C'è un assunto di base che va prima di ogni cosa rovesciato: siamo assolutamente convinti che si tratti davvero degli sconfitti di ieri? Quanto di quella tecnologia del terrore è sopravvissuto nella società europea, e non soltanto europea, uscita massacrata da uno dei più spaventosi conflitti del secolo scorso? Quanto di quella cultura è riuscito ad incistarsi nei tempi nuovi che dovevano arrivare a seguito della sconfitta tedesca del 1945? Interrogativi non di poco conto, credete, ai quali non sarà sufficiente fornire risposte piuttosto generiche come quelle di Guido Caldiron su Liberazione dello scorso 5 marzo. Non sono per nulla certo, infatti, che "l'ideologia che sostenne l'opera di sterminio delle SS [sia] stata condannata, e senza possibilità d'appello, dalla Storia e dall'umanità intera", per una serie di ragioni che sarà meglio tenere presenti una volta per tutte. La prima: non furono esclusivamente le SS a rendere possibile l'opera di sterminio; si trattò di un fenomeno di massa che investì in profondità l'intera società tedesca ancor oggi incapace di giustificare una scelta che, anche col semplice silenzio acquiescente, finì per riguardare tutti. La seconda: non è esatto dire che l'umanità intera ha condannato senza possibilità d'appello; la cultura del Reich millenario è stata ampiamente esportata oltreoceano con risultati tutt'altro che disprezzabili in termini di consenso. In ambito strettamente europeo, in aggiunta, chiunque abbia seguito anche da lontano i gruppi neonazisti ancora tragicamente attivi un po' ovunque non può che ritrovare nell'ideologia che essi continuano a propagandare la cifra terribile di un passato che non sembra destinato a passare. Per questo non esiste una Storia con la esse maiuscola capace di fornire risposte definitive e tanto meno di condannare senza appello. Lo sta a dimostrare proprio quest'ultimo gruppetto di opachi difensori dei presunti diritti "civili" di un ex sterminatore di professione.

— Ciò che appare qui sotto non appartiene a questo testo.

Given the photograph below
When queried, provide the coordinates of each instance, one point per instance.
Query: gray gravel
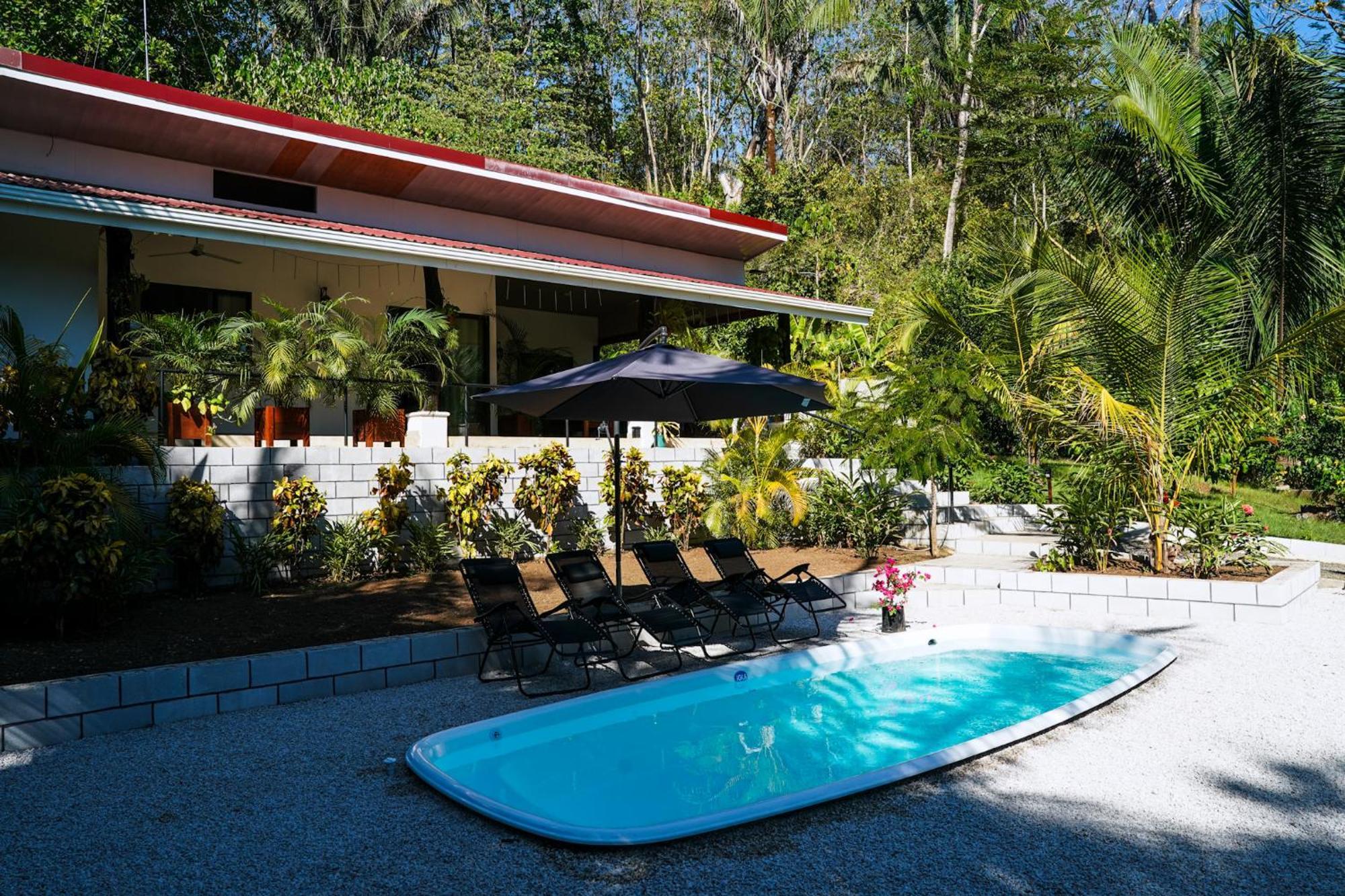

In realtà, ben al di sotto della linea di visibilità che nasconde dietro le parole precise professioni di fede, cova un'ideologia, compatta, sopravvissuta a tanti anni di proclamata democrazia. Di tanto in tanto quell'ideologia affiora nei gesti e nei comportamenti di quanti sarebbero disponibili a ridiscutere della necessità di opzioni forti per restituire all'Europa una dignità ed una fierezza che la sconfitta, relativa come si è visto, del totalitarismo nazista sembrava poterci risparmiare. Per quanto tempo ancora, non è dato sapere.